Kata-kata itu menghantam dada Barra. Napasnya tersengal, kedua tangannya terkepal kuat hingga urat-urat di tangannya menegang.
Andra melanjutkan, “Aku hanya ingin mengingatkan … jangan lagi mencarinya. Karena yang pergi dari hidupmu, tidak akan pernah kembali.”
Cleo yang berdiri di samping Barra menunduk, lalu berbisik lirih.
“Tuan … ada kabar buruk. Nyonya Aluna sudah mencabut semua desain miliknya dari perusahaan Pramudya. Investor dan klien sudah mulai menanyakan salinan desain yang Anda janjikan … Kita dalam masalah besar.”
Mata Barra membelalak, tubuhnya terasa goyah. Ia berdiri di tengah lobi megah itu, dikelilingi tatapan orang-orang, tetapi untuk pertama kalinya dalam hidupnya, ia merasa benar-benar sendirian.

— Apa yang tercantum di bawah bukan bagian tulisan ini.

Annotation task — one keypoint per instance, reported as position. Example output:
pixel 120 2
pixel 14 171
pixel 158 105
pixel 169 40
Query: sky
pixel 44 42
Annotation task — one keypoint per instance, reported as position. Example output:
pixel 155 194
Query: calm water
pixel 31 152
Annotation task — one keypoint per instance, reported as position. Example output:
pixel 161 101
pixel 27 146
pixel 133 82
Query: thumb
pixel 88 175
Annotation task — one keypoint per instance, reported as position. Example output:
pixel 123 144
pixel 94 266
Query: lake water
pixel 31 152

Malam itu, suara telepon berdering panjang di meja kerja Barra. Dengan kepala berat, ia mengangkatnya.
[Barra!] suara kakek Bram terdengar serak namun penuh amarah.
[Apa yang sudah kamu lakukan? Saham Pramudya anjlok! Haryanto menarik semua dananya!]
Barra tercekat, suaranya gemetar. “Kek … aku ... aku tidak tahu soal ini. Aku bisa jelaskan...”
[Jelaskan?!] potong kakeknya keras. [Kamu bahkan tak bisa menjaga keluargamu sendiri! Sekarang satu negara tahu cucu saya bercerai! Surat cerai itu sudah tersebar di media, Barra! Kau tahu apa artinya? Malu! Kau mempermalukan nama Pramudya!]
Barra menelan ludah, tangannya gemetar menggenggam ponsel.
“Aku … aku tidak pernah membocorkan itu, Kek. Aku juga tidak tahu bagaimana bisa tersebar...”
[Cukup!] suara kakek Bram meledak. [Mulai malam ini, aku tak peduli lagi alasanmu. Kau harus bertanggung jawab! Kalau tidak, jangan pernah lagi bawa nama Pramudya di depan saya!]
Telepon terputus begitu saja, meninggalkan Barra linglung, keringat dingin membasahi pelipisnya. Ia menatap kosong ke arah jendela. Dunia yang selama ini kukuh berdiri di bawah kakinya, kini hancur berantakan.
Setelah malam itu, malam selanjutnya tak lagi sama, semuanya berubah, Miska perlahan menjauh, semua keinginannya sudah tercapai. Posisi Aluna di perusahaan telah jadi miliknya, kini dia satu-satunya putri tunggal keluarga Wijaya.